Dozens of worried residents sought answers from public safety officials Tuesday night after a recent rash of arsons and violence in the city.
With a suspect in the Fort Rouge arsons behind bars, the topic quickly switched to nearby Osborne Village, which has just seen its own rash of crime.
Village resident Jason van Rooy, who came out to the meeting at Bethel Mennonite Church, said he wished there was a greater police cadet presence on the Village's streets, in light of a homicide, a fight between two men involving a squeegee and a robbery with a knife, all within the past week.
Winnipeg police Staff Sgt. Kelly Dennison had a blunt answer for van Rooy.
"I can give you the politically correct answer or I can just tell you straight up," he began, then asked the group of about 65 people which they preferred.
"Both!" people chanted.
Dennison went on to explain that because the city and province share the cadet program's costs, the police force only has the authority to deploy them in certain places.

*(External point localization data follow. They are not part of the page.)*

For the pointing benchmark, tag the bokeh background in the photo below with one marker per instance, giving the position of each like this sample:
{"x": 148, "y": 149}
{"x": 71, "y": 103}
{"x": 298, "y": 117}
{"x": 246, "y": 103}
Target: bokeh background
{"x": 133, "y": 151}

"When you have a partnership-funded program, you tend to have the authority to have them in certain places only. Right now, the City of Winnipeg is going through what is called a downtown safety plan. I'm sorry to tell you that the area you live in does not --" Dennison paused. "You don't live in the downtown safety plan," he finished.
The recent arsons only came up now and then during the meeting, which consisted of the group of residents, who were all middle-aged or older, asking their questions to a panel of two policemen and one firefighter.

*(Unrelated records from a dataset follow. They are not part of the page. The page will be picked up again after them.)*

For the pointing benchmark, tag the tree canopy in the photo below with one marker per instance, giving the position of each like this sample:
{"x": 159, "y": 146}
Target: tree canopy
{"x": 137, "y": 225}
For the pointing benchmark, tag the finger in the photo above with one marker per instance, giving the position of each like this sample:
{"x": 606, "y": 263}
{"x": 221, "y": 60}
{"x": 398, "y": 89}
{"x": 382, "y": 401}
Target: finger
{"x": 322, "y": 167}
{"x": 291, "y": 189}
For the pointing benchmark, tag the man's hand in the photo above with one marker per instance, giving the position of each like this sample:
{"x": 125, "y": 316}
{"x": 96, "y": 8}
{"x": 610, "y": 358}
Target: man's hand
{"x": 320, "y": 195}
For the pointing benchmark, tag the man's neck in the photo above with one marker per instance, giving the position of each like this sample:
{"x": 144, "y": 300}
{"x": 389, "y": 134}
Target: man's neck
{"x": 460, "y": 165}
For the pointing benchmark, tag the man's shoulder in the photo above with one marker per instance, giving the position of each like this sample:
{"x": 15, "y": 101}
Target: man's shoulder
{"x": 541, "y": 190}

Paul Hesse, the Liberal candidate for Fort Rouge, organized the meeting and served as moderator.
"I didn't learn anything I didn't already know," said Margaret Rose Thompson, on her way out, adding she would have liked to have been given some statistics on arson. "They didn't come out with any stats, like how many fires were started in blue boxes?" she asked.

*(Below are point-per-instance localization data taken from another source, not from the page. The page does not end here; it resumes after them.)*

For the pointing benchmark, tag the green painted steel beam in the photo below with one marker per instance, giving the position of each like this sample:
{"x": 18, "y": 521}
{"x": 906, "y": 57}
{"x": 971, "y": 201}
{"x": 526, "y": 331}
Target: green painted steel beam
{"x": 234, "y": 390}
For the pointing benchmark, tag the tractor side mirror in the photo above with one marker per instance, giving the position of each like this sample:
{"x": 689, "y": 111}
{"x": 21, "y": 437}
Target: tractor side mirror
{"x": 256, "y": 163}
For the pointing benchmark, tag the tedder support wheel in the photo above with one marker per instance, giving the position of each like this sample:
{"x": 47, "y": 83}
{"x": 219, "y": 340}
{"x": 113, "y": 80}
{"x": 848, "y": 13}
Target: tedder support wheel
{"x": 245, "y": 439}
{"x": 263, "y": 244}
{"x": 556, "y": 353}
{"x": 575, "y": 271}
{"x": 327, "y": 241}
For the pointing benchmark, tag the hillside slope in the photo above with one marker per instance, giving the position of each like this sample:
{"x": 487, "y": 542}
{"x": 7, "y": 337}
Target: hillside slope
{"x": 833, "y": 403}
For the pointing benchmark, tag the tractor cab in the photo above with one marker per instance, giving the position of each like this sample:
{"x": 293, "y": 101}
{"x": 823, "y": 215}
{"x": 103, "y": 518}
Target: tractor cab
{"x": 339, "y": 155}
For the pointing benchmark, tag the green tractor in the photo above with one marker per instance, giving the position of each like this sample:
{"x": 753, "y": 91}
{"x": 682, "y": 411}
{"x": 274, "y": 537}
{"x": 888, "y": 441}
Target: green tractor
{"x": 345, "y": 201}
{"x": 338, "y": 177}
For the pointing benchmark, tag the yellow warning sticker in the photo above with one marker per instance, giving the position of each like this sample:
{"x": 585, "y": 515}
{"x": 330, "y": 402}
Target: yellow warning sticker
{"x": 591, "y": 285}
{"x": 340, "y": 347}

Another concerned resident called for a revision of the building code to force garages to be built out of less flammable materials.
One man said he was disappointed there weren't more young people attending. George Jarvis said he hopes for a more youthful turnout at a similar meeting tonight at 7 at the Earl Grey Community Centre.
But Hesse said the community is feeling reassured now a suspect in the arsons has been arrested.
"I think the community's feeling relief because there was an arrest and the arson seems to have stopped," Hesse said. "There's also sort of a wait-and-see approach... You never know."
Other topics varied widely. One German shepherd breeder made the case for police officers using the canine unit more often. A horticulturist complained about kids burning marijuana.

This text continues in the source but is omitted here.